Ibnu Abbas berkata: “Orang yang sangat tua boleh tidak puasa, namun membayar fidyah setiap hari untuk orang miskin, tanpa qadha” (Daruquthni dan al-Hakim)

وفي الحديث: " إن اللهَ وَضَعَ عَنِ المُسَافِرِ الصَّوْمَ وَشَطْرَ الصَّلَاةِ، وَعَنِ الحُبْلَی وَالمُرْضِعِ" (رواه احمد)

Dalam sebuah hadits: “Sesungguhnya Allah memberi keringanan bagi musafir dalam puasa dan salat Qashar, serta bagi wanita hamil dan menyusui (untuk tidak) puasa” (HR Ahmad)

2. Wanita Hamil dan Menyusui

وقال الشافعية والحنابلة : عَلَيْهِمَا القَضَاءُ والفِدْيَةُ إِذَا خَافَتَا عَلَى الْوَلَدِ لِأَنَّهُ فِطْرٌ اِنْتَفَعَ بِهِ شَخْصَانِ وَإِنْ خَافَتَا عَلَى أَنْفُسِهِمَا فَقَطْ فَعَلَيْهِمَا القَضَاءُ فَقَطْ (مسند الشافعي ترتيب السندي - ص ٧٨٢)

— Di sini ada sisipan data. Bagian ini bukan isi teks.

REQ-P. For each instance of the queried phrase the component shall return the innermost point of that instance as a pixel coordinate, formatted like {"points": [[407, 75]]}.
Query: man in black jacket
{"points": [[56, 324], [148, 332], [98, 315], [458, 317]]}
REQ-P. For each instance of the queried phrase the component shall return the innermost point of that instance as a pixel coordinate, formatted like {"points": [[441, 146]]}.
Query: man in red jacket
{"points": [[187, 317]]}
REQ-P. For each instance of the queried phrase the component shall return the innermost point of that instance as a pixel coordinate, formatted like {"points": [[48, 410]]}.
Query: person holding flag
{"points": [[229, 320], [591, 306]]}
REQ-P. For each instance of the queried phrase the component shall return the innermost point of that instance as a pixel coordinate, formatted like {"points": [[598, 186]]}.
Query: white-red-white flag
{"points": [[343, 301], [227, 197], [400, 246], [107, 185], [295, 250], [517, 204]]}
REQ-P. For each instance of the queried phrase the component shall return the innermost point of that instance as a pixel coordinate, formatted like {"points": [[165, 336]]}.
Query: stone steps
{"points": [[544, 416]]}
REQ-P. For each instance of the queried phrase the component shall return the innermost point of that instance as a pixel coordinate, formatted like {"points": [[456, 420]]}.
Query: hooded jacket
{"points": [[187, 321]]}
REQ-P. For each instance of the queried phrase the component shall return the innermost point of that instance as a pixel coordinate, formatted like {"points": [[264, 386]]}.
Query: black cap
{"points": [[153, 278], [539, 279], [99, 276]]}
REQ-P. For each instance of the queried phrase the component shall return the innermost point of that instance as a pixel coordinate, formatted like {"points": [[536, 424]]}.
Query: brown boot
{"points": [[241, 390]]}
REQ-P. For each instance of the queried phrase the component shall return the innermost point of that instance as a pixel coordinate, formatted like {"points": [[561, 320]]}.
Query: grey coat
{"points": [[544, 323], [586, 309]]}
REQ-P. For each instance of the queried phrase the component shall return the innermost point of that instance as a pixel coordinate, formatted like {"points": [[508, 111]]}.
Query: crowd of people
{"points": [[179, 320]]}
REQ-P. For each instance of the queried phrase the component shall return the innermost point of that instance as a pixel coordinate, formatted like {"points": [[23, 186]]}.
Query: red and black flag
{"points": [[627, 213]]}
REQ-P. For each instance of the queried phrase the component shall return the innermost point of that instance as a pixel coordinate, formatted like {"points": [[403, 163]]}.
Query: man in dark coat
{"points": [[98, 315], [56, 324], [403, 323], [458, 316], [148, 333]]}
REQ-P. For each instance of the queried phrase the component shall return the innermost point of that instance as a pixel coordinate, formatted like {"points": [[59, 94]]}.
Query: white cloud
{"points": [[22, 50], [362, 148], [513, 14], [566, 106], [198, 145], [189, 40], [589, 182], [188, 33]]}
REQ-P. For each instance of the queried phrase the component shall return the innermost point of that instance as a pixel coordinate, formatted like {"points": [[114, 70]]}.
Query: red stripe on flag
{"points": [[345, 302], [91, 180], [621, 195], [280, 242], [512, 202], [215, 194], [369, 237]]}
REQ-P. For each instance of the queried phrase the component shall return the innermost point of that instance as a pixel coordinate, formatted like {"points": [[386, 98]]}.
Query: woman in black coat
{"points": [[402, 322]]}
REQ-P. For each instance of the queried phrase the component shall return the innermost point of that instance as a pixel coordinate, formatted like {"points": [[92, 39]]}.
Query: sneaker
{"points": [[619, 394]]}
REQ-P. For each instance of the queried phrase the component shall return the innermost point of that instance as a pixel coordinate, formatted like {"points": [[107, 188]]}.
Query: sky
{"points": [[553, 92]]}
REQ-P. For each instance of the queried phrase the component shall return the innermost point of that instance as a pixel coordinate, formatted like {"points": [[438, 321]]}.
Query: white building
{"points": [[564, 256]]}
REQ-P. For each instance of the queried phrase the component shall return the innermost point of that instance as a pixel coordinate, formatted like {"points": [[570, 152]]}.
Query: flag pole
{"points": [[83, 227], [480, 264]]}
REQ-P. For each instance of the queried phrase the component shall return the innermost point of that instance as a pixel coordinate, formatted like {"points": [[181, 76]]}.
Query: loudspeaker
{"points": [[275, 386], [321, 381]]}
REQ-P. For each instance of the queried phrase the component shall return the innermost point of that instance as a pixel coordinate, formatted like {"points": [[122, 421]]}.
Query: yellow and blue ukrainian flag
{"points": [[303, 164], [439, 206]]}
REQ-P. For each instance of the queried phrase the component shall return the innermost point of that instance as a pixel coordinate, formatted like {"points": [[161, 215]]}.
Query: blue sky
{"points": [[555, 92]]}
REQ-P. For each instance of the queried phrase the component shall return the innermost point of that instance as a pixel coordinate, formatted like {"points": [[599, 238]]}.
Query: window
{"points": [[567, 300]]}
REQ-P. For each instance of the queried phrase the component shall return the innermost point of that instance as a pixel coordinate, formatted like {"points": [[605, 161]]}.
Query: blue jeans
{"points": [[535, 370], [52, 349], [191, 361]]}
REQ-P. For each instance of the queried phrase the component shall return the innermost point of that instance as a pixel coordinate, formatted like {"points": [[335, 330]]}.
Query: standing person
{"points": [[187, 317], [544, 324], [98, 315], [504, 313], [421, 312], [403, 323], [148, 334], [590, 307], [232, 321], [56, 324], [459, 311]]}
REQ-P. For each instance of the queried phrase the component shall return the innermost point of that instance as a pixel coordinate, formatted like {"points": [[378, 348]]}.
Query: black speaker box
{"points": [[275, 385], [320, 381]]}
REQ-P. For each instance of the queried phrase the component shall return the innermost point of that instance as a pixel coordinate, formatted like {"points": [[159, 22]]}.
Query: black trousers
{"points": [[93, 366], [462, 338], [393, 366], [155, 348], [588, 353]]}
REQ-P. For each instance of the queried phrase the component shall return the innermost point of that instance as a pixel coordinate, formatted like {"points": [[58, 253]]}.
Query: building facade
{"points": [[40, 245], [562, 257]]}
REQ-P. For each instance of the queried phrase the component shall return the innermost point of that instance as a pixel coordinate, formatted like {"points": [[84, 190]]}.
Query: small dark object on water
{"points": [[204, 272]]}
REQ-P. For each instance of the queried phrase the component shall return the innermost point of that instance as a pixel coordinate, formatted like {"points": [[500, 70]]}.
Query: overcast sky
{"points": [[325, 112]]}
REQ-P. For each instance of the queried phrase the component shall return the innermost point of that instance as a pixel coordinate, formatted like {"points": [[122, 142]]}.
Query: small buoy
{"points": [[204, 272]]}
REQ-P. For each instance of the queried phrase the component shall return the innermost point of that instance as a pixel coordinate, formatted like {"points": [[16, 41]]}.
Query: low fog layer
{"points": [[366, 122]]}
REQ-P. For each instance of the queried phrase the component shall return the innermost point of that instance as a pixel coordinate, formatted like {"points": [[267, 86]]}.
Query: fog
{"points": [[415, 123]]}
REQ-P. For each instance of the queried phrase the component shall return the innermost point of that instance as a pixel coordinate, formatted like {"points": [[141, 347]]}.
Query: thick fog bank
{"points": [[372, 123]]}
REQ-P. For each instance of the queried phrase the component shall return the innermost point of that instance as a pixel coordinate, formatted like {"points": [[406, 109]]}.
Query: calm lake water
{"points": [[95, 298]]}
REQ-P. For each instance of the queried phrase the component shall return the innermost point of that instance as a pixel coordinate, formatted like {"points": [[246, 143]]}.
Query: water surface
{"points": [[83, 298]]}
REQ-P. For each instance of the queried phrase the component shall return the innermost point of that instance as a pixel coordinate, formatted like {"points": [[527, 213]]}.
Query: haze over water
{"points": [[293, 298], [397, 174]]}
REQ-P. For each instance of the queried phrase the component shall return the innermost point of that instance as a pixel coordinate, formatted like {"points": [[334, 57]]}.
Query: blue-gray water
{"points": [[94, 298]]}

Madzhab Syafiiyah dan Hanbali mengatakan bahwa wanita haid dan menyusui hukumnya diperinci:

“Keduanya wajib qadha' dan membayar fidyah, jika keduanya tidak berpuasa karena mengkhawatirkan pada kondisi anaknya. Sebab ini bentuk meninggalkan puasa yang dinikmati oleh ibu dan anaknya. Jika ibu hamil dan menyusui hanya mengkhawatirkan pada kondisi mereka saja (tidak khawatir pada kandungan atau anaknya), maka mereka hanya wajib qadha' saja tanpa membayar fidyah” (Musnad Asy-Syafii 782)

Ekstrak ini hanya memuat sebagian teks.